Chloroplast Transformation

Tobacco (N. tabacum cv. Samsun) chloroplast transformants were generated via particle bombardment using three plasmids containing the elements diagrammed schematically in FIG. 1A. Each plasmid vector contained a gene coding for the mature Cel6A protein (with the native signal peptide removed) with an NheI site immediately downstream from the start codon, followed by the first 13 codons from TetC, NPTII, or GFP, respectively. The cel6A constructs are promoterless, relying on read-through transcription from the upstream Prrn promoter. The aadA gene is placed behind the psbA promoter to ensure high-level expression of aadA for antibiotic resistance. The aadA cassette, containing the psbA promoter, the aadA ORF, and the psbA 5′UTR and rps16 3′UTR, is flanked by loxP sites for future cre-mediated marker gene removal (Corneille et al. (2001) Plant J 27: 171-178).

Chloroplast transformants derived from the vectors diagrammed in FIG. 1A were identified via PCR using primers trnIint-fwd and Cel6Aint-rev. Following several rounds of tissue culture regeneration, DNA was isolated from transplastomic plants and digested with XhoI. The schematic diagrams in FIGS. 1A and 1B show the locations of the relevant XhoI sites in transformed and wild-type tobacco chloroplasts, respectively, one internal to the trnI gene and the other downstream of the trnA gene. Homoplasmic plants were confirmed by Southern blotting, shown in FIG. 2. Wild-type tobacco showed a band at the expected size of 3.0 kb, while a trnA probe hybridized with a 5.7 kb band in transformed plants. Faint 3.0 kb bands in transformed plants are assumed to result from the transfer of chloroplast DNA to the nucleus (Ruf et al. (2000) J Cell Biol 149: 369-378). Bands at approximately 7 kb and 2.5 kb are assumed to result from unintended recombination events within transformed chloroplasts and represent a minor fraction of the chloroplast DNA. Homoplasmic plants were transferred to soil and grown in greenhouse conditions to collect seed. Each lane in FIG. 2 represents a homoplasmic plant derived from a unique transformation event.

Protein Accumulation in T0 Transplastomic Transformants

Protein was extracted from the leaves of homoplasmic tobacco transformants for immunoblotting.
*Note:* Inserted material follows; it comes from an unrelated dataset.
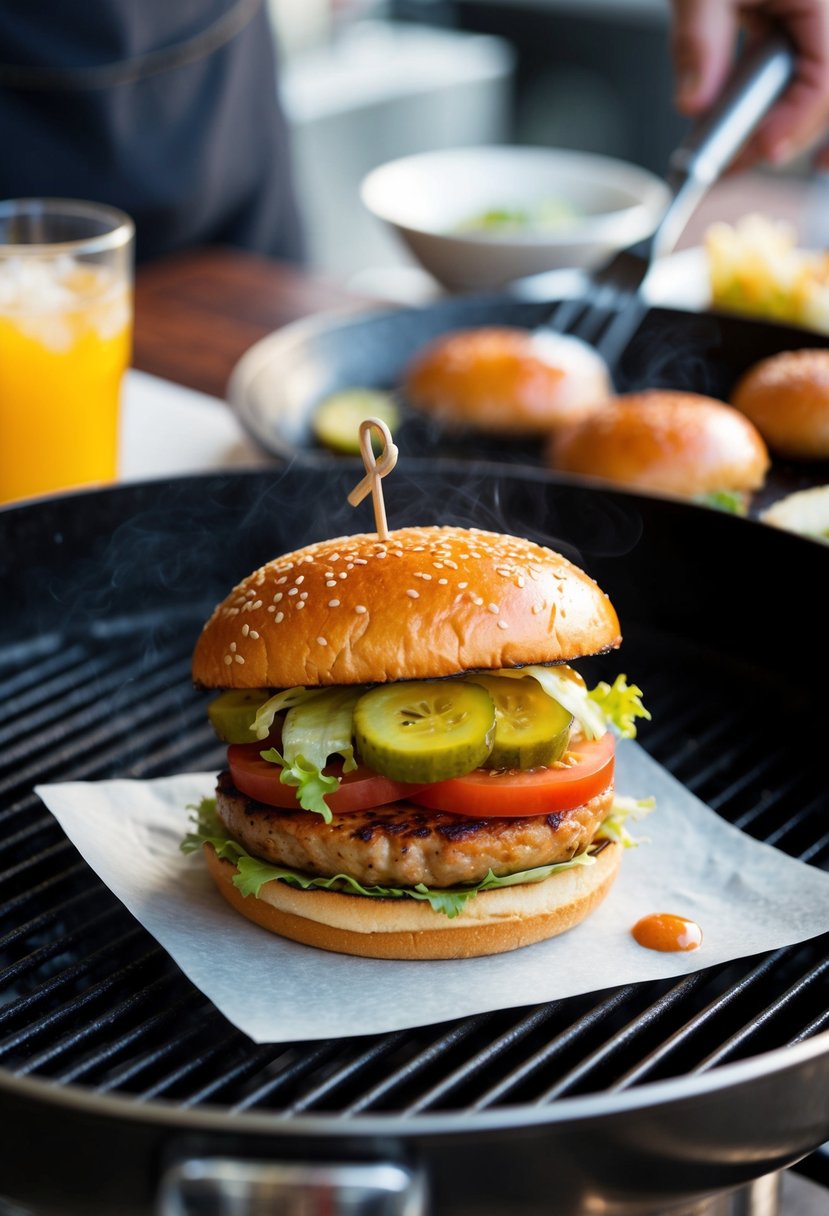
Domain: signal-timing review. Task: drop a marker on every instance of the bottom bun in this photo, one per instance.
(491, 923)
Cel6A protein accumulation in young leaves of homoplasmic plants transformed with a given construct (i.e., pTetCCel6A, pNPTIICel6A, or pGFPCel6A) was consistent among plants derived from independent transformation events. One plant transformed with each construct was therefore selected for further characterization. FIGS. 3A-3C show that TetC-Cel6A accumulated to significantly higher levels than NPTII-Cel6A, which in turn accumulated to significantly higher levels than GFP-Cel6A. Additionally, Cel6A protein concentration varied with leaf age. TetC-Cel6A protein concentration increased from approximately 3.5% TSP to 7.6% TSP as leaves aged, then decreased in the oldest leaves assayed. NPTII-Cel6A protein concentration remained steady at approximately 0.7-0.9% TSP through plant development. GFP-Cel6A protein accumulated to approximately 0.3% TSP in young leaves, then dropped off quickly as leaves aged to levels that were below detection limits in the oldest leaves.
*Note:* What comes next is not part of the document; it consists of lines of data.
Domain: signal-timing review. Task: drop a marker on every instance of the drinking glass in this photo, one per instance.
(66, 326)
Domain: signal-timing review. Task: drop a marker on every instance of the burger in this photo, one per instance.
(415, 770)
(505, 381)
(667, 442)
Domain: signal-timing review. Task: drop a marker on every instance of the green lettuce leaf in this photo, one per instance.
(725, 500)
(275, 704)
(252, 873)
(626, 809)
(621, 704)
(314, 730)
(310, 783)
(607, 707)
Activity assays using carboxymethylcellulose (CMC) as a substrate were also used to quantify Cel6A accumulation in aging leaves of T0 transplastomic plants. FIGS. 4A-4B show the results of these CMCase activity assays. Quantification of CMCase activity in T0 leaf protein extracts was in good agreement with immunoblot-based quantification of Cel6A protein accumulation, with no statistically significant difference in Cel6A accumulation as calculated by these two methods. This demonstrates that all or nearly all of the Cel6A protein produced in tobacco chloroplasts was active against CMC. The CMCase activity assay using protein extracted from transformed GFP-Cel6A-expressing tobacco was inconclusive, owing to the relatively low expression of GFP-Cel6A in these plants; error associated with quantification of CMCase activity (approximately ±0.5% TSP) is significantly larger than the accumulation of GFP-Cel6A (approximately 0.3% TSP), making the interpretation of tobacco chloroplast-produced GFP-Cel6A CMCase activity difficult. CMCase activity assays using purified Cel6A lacking any DB fusion, TetC-Cel6A, NPTII-Cel6A, and GFP-Cel6A indicated that CMCase activity was similar among these enzymes (data not shown). This indicates that the DB fusions to the Cel6A protein used here do not affect enzyme function.

TetC-Cel6A Purification and N-Terminal Sequencing

Tobacco chloroplast- and BL21(DE3) E. coli-produced TetC-Cel6A were purified to homogeneity from crude protein extracts by cellulose affinity purification. FIGS. 5A and 5B show Coomassie stained polyacrylamide gels with purified TetC-Cel6A from tobacco chloroplasts and from E. coli, respectively. This figure shows one-step purification of TetCCel6A from both protein expression platforms with very little contamination.

The five N-terminal amino acids of chloroplast- and E. coli-produced TetC-Cel6A were sequenced by Edman degradation. It was determined that f-Met was cleaved from both chloroplast- and E. coli-produced TetC-Cel6A, resulting in an N-terminal alanine residue.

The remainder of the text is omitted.